Clinical implications

Although first established in preclinical setting, MVI is nowadays acknowledged as a serious complication of coronary revascularization in patients with acute myocardial infarction. MVI has a poor prognostic value and is associated with adverse cardiac remodeling and mortality[40]. Several therapies has been investigated in clinical setting, which rely on different pathophysiological processes, such as limiting oxidative stress[41, 42], apoptosis suppression[43], and reduction of embolization by thrombotic material[44-46]. Although some promising results have been obtained, none of these therapies are currently standard practice, possibly based on the questionable additive value of MVI therapy. Data from this study suggests that at the moment of revascularization, the cardiac microvasculature is still mostly intact. This implies that vascular protecting strategies could be beneficial on top of mechanical revascularization. Recent findings linking MVI to intramyocardial hemorrhage[47] suggests protecting vascular permeability could be a potential therapy. Endothelial integrity and vascular permeability have been studied in a wide variety of research fields, such a pulmonary edema, oncology and the blood-brain barrier[48-50]. This has produced multiple candidates for the therapy of microvascular injury, such as the use of imatinib [51]statins [52] and complement inhibitors[53], Furthermore, the presence of intramyocardial hemorrhage[11] suggests the current use of peri-procedural anticoagulant drugs in patients undergoing angioplasty needs to be further investigated.

There are some limitations to the current study. First, microsphere size was very small (0.1 μm), which is considerably smaller than erythrocytes (±7μm). Microsphere extravasation may therefore not be extrapolated to intramyocardial hemorrhage in animals that did not have in-vivo reperfusion.

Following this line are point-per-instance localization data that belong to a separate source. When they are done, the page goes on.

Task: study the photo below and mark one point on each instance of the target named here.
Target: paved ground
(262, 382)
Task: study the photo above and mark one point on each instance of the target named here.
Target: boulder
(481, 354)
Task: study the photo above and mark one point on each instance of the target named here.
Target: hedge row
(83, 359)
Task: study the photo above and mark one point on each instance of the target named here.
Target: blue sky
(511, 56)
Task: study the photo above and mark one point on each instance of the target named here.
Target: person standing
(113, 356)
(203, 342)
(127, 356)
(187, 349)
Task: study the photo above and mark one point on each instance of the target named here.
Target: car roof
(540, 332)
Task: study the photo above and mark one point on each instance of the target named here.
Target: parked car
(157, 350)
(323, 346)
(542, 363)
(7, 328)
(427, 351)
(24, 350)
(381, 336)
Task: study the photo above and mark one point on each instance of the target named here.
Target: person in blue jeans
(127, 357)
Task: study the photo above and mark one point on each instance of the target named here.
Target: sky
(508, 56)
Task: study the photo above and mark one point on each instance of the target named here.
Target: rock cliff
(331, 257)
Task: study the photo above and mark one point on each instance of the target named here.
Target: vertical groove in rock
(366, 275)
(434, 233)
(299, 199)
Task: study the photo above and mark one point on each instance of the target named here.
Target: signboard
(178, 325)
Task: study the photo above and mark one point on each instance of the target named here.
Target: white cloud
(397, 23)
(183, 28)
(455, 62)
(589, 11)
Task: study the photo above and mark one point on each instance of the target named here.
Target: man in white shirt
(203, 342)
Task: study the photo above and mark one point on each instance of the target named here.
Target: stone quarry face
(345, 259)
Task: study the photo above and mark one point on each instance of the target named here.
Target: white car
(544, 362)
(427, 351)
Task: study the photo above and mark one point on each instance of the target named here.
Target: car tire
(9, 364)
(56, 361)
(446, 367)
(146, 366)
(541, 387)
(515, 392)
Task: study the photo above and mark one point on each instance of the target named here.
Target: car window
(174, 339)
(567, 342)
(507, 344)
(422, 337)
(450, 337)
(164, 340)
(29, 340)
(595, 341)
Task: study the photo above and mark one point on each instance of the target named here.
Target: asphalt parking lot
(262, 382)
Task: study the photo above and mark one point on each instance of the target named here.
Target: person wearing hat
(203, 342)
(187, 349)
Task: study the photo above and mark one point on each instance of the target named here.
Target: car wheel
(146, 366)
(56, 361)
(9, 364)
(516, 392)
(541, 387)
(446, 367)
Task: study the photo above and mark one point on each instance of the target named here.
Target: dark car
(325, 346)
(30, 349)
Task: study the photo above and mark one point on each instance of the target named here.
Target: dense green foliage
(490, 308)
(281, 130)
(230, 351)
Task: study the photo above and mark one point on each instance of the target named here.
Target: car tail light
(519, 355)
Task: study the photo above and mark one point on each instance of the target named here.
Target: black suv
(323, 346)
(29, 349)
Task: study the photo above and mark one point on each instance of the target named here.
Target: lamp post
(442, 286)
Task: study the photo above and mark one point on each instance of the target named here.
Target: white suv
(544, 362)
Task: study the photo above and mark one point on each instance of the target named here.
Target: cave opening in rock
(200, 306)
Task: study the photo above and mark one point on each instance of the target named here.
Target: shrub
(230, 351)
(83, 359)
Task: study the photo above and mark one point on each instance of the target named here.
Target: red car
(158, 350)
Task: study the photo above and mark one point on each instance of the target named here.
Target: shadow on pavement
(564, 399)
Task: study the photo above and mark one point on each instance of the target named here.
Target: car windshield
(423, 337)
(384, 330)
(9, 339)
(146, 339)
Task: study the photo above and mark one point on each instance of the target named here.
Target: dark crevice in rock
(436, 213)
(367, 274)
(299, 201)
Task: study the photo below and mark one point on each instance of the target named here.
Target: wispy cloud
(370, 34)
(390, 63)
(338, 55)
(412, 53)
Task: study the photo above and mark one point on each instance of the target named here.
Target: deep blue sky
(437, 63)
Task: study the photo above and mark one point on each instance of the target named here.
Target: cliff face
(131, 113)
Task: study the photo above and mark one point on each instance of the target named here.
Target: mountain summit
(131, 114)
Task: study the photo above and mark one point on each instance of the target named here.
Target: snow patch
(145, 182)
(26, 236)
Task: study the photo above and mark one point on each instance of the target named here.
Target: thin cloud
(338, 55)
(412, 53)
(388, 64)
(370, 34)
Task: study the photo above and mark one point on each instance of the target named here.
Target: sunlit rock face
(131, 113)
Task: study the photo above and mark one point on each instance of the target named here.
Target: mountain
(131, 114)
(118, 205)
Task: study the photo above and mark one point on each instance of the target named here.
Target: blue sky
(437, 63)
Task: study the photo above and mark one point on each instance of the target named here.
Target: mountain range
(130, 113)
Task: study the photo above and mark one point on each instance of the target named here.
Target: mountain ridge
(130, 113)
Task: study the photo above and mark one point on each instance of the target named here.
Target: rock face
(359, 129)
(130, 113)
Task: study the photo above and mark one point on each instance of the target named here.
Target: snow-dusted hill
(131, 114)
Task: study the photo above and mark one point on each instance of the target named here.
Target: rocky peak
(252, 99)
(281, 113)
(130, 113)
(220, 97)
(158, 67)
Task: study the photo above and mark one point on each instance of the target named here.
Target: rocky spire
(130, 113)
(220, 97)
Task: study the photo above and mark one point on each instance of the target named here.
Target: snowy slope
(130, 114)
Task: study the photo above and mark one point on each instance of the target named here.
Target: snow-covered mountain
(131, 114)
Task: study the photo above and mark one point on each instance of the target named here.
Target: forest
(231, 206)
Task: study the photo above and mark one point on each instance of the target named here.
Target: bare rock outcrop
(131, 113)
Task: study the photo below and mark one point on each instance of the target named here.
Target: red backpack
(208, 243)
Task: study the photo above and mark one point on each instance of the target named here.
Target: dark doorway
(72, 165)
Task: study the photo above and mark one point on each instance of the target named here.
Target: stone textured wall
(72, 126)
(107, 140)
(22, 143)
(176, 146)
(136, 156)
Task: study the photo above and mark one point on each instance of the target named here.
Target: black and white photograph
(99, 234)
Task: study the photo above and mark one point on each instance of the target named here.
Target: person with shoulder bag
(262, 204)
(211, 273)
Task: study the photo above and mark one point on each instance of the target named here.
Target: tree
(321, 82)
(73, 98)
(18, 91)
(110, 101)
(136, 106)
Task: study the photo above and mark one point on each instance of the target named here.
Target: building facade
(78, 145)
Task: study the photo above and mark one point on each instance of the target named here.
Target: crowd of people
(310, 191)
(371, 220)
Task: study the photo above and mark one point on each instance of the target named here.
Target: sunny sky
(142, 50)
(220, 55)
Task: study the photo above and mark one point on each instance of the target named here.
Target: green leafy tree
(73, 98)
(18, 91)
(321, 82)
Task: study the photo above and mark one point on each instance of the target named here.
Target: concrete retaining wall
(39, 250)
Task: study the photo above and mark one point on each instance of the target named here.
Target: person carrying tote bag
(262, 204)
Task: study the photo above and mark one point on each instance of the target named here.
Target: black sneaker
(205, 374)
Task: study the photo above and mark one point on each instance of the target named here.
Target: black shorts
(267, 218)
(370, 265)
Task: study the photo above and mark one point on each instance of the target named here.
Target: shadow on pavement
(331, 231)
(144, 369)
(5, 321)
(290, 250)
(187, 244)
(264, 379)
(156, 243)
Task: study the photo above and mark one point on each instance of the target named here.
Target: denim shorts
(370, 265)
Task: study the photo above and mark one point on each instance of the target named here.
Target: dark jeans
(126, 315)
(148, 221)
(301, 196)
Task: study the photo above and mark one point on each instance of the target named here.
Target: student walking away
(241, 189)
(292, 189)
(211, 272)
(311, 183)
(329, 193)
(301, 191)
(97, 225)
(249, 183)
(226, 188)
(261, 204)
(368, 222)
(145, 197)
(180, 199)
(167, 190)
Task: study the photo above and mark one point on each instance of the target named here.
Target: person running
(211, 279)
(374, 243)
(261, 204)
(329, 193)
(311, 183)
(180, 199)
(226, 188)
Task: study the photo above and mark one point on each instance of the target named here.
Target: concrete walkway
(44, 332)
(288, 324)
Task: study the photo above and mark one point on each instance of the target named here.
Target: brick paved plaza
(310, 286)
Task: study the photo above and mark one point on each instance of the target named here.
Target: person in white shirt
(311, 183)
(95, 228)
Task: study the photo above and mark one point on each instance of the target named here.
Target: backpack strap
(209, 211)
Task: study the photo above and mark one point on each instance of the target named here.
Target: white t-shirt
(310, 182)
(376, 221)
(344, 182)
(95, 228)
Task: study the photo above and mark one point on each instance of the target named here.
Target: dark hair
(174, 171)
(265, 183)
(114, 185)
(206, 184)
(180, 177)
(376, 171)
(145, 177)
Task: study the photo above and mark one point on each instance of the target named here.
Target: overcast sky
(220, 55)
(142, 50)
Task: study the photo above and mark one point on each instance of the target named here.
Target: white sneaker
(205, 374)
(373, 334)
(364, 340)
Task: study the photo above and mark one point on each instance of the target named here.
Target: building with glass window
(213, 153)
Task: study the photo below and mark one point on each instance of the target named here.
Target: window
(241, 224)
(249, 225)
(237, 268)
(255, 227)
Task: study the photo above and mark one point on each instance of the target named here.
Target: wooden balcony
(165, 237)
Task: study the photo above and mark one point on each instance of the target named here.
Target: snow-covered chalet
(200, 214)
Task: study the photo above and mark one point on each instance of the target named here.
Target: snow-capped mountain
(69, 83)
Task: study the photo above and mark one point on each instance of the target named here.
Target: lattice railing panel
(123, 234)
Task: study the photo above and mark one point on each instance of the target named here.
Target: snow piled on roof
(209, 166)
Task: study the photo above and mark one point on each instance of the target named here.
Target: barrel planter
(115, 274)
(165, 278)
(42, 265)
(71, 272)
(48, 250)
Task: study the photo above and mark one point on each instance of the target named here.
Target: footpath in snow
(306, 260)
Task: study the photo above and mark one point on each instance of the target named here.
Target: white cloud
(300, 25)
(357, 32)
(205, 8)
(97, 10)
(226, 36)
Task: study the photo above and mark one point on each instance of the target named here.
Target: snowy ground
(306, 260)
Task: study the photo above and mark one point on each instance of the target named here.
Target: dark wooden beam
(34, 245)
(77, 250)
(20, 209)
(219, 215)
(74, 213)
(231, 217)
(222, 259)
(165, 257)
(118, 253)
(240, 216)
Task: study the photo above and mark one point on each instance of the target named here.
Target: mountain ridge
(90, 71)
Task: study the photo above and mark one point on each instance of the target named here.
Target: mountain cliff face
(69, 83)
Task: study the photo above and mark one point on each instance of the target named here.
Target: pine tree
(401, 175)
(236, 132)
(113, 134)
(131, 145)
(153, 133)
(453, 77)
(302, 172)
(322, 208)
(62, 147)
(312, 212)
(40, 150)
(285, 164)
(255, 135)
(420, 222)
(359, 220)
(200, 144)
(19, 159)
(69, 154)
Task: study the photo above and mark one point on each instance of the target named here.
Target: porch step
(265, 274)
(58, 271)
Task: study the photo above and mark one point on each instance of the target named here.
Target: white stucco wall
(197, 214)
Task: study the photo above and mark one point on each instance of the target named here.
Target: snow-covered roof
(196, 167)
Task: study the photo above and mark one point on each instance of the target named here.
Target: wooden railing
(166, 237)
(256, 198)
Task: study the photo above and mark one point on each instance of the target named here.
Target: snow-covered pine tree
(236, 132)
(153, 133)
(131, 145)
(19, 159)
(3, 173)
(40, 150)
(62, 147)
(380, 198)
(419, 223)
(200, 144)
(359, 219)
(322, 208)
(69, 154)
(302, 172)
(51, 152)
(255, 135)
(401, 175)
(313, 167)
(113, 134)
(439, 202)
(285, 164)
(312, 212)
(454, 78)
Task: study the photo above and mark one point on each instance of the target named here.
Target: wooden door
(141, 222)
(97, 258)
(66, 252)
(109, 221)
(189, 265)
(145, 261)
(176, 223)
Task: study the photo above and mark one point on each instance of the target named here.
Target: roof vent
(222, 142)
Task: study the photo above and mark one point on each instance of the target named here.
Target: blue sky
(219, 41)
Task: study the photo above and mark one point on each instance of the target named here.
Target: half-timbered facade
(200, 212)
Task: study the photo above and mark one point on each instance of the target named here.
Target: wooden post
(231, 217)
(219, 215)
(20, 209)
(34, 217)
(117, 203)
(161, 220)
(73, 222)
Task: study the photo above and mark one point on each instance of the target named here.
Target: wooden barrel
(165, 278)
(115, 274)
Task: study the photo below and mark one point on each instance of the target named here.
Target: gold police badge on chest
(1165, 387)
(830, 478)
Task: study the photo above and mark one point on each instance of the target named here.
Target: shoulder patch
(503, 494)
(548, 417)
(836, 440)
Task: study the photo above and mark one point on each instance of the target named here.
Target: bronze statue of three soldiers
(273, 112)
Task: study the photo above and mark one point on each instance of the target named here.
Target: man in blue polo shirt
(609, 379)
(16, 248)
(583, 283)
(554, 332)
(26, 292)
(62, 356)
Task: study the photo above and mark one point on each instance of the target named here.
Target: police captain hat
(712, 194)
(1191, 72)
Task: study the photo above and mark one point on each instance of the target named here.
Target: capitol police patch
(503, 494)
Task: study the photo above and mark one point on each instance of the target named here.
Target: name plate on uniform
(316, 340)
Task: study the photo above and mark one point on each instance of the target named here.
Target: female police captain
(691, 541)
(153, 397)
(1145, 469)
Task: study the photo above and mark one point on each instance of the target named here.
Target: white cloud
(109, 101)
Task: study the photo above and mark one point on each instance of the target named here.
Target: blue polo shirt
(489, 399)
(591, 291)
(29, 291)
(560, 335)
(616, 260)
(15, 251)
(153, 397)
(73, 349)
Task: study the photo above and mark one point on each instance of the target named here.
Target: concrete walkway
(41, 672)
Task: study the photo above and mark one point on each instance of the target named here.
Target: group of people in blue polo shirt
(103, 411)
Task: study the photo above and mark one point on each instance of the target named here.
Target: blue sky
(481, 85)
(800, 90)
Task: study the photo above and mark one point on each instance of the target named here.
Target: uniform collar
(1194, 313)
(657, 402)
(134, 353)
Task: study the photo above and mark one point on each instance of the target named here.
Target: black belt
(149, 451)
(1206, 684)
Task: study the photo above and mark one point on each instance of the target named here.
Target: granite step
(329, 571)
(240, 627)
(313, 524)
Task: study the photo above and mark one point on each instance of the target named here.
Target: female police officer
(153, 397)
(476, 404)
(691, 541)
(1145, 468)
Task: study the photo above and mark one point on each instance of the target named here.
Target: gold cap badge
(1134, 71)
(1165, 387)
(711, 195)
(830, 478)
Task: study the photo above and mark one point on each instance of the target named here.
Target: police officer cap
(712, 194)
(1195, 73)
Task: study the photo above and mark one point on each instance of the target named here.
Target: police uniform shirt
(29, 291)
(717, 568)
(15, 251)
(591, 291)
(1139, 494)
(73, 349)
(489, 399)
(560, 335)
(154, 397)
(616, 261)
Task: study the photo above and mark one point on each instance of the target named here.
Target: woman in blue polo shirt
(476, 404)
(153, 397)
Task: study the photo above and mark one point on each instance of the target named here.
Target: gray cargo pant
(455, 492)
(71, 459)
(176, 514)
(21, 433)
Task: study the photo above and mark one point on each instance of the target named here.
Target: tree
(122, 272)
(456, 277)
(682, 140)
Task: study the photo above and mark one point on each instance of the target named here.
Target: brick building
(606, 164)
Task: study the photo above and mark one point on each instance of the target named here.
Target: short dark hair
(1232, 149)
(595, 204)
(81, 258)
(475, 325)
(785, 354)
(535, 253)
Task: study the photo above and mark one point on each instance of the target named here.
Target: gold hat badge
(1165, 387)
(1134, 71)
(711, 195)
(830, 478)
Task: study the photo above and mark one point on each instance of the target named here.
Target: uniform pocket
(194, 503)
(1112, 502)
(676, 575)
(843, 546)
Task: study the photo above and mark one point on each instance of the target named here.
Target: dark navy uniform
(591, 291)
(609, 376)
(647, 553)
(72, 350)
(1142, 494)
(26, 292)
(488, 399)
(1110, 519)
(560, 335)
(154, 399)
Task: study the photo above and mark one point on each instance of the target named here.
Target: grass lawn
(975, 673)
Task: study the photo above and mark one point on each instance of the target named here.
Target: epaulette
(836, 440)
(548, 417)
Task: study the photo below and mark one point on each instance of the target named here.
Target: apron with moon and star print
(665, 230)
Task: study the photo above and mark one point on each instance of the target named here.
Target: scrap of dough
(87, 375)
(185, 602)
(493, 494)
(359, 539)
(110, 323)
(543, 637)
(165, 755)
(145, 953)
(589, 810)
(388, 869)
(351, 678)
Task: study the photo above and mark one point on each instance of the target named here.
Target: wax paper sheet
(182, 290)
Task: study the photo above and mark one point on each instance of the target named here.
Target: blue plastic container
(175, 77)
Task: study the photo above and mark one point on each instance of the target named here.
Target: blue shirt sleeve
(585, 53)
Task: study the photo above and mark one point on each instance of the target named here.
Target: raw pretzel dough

Because vascular leakage increases gradually microsphere extravasation can therefore be seen as early loss of endothelial integrity. In a study assessing reperfusion damage in mice, it is shown that infarct size is finalized after 60 minutes, as compared to 24 hours [54]. Endothelial apoptosis also follows this time course, with a peak at 1 hour after ischemia[55]. This does not mean however that vascular integrity is stable 60 minutes after reperfusion. Our data shows that 60 minutes of reperfusion have an additional harmful effect on endothelial cells, as compared to ischemia alone. However, there are several studies indicating that the extent of MVI reaches it maximum in the period after 1h of reperfusion [7, 8].

Conclusion

In the acute setting of myocardial infarction reperfusion is mostly responsible for the damage to the coronary microcirculation, inducing endothelial cell dysfunction and death, and increased vascular leakage, whereas ischemia alone has limited effect. This implies that a therapeutic window is available to maintain endothelial integrity directly upon coronary revascularization.